The Woke Brigade won’t like it, but I still make shepherd’s pie with real shepherds

Stop whatever you are doing. Now. Just in case you are already triggered by my headline. Those who take offence at flags, old-school calling a spade a flipping shovel, and people having more money than you, sit down and pour yourself a stiff dandelion tea. Now.

Political correctness be damned. If I want to make a shepherd’s pie the traditional way, but introduce a couple of novel ingredients BECAUSE I HAPPEN TO LIKE THEM, what business is it of yours? Sip your plant-bothering bunny-hugging vegan Marxist Conservative bleeding-heart herbal muck, if you must, and do try to man up a bit.

Every day, it seems, brings another instance in common everyday life where one feels the Woke Brigade breathing down one’s neck. Not in person, of course, one would set the hounds on them if they came within a ten mile radius, but that unnecessary worry is always there. One is forever waiting for the Left Wing Media to pounce. This is not a petty matter. This is an entire way of life under threat, just in case you think that we UnoTesticular readers are thin-skinned snowflakes who, deep down, realise that they are archaic dinosaurs with the social mores of a face-eating leopard.

So, without further ado, I would like to share my Genuine English Shepherd’s Pie recipe, made with genuine British shepherds. (If Harrod’s is out of stock, and you are slumming it in Waitrose, don’t worry, they do a perfectly acceptable range of British Tradesmen.)
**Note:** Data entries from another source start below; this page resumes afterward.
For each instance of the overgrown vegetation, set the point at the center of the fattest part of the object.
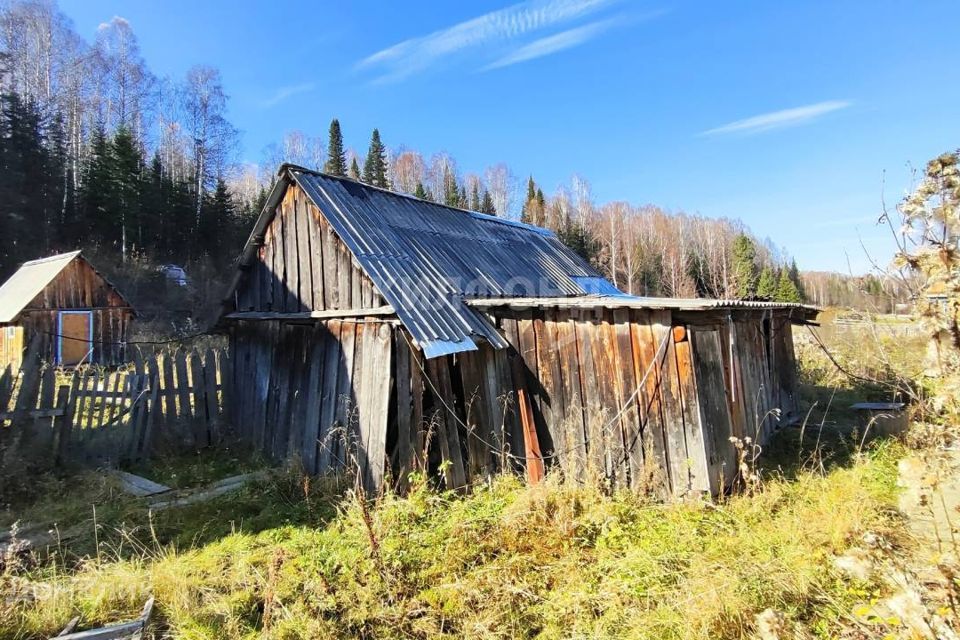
(506, 561)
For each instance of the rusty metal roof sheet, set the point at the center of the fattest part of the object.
(425, 258)
(27, 283)
(440, 266)
(623, 301)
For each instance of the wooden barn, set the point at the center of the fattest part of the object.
(67, 309)
(372, 330)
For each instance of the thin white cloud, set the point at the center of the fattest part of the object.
(844, 222)
(416, 54)
(780, 119)
(552, 44)
(283, 93)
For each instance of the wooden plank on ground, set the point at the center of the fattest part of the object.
(210, 395)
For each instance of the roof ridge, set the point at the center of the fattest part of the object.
(60, 256)
(486, 217)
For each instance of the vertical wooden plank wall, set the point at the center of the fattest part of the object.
(303, 266)
(648, 401)
(626, 395)
(320, 392)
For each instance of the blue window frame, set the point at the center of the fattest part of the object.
(60, 337)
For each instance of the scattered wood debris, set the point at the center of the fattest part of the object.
(122, 631)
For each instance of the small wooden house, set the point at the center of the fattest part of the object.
(67, 308)
(375, 331)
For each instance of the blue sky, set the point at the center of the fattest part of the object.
(787, 115)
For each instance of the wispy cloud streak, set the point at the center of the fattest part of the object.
(779, 119)
(284, 93)
(416, 54)
(552, 44)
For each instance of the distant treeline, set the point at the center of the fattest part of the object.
(866, 293)
(97, 152)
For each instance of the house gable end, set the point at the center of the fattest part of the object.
(301, 264)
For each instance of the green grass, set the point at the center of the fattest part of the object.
(287, 560)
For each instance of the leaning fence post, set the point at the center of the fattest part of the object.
(61, 421)
(153, 379)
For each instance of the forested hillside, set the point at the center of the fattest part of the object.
(98, 152)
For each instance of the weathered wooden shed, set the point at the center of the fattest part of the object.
(66, 306)
(377, 331)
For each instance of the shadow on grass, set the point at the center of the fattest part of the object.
(91, 516)
(831, 436)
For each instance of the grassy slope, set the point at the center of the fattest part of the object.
(506, 561)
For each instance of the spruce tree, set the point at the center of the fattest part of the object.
(375, 167)
(486, 204)
(474, 204)
(126, 169)
(797, 280)
(97, 188)
(767, 285)
(421, 192)
(336, 157)
(744, 267)
(786, 290)
(527, 211)
(451, 195)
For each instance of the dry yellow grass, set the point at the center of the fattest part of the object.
(553, 561)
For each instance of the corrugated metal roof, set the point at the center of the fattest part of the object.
(638, 302)
(425, 258)
(29, 280)
(439, 266)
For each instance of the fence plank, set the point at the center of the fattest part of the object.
(152, 409)
(93, 382)
(210, 382)
(182, 385)
(167, 387)
(197, 392)
(6, 386)
(69, 417)
(29, 385)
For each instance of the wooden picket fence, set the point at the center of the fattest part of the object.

All measures, needless to say, are in Imperial.

1 massive knob (of butter)

1 Spanish ENGLISH onion

2 BRITISH shepherds, peeled and chopped 

A goodly splodge of Greek-style ENGLISH yogurt

1 tin Italian ENGLISH tomatoes

1 teaspoon Dijon NORWICH mustard

1 enormous chip on the shoulder

ABSOLUTELY NO QUINOA

Combine the ingredients together (or get Cook to do it), cover with BRITISH mashed potato, and bake for a while. If you CHOOSE to include tomato ketchup or Worcestershire sauce, GOOD FOR YOU. 

Serve on a bed of Union Jacks with a fine ENGLISH wine, and enjoy the warm sensation of self-righteous superiority seeping through your veins. And may the Woke Brigade choke on their free-range organic cornflakes.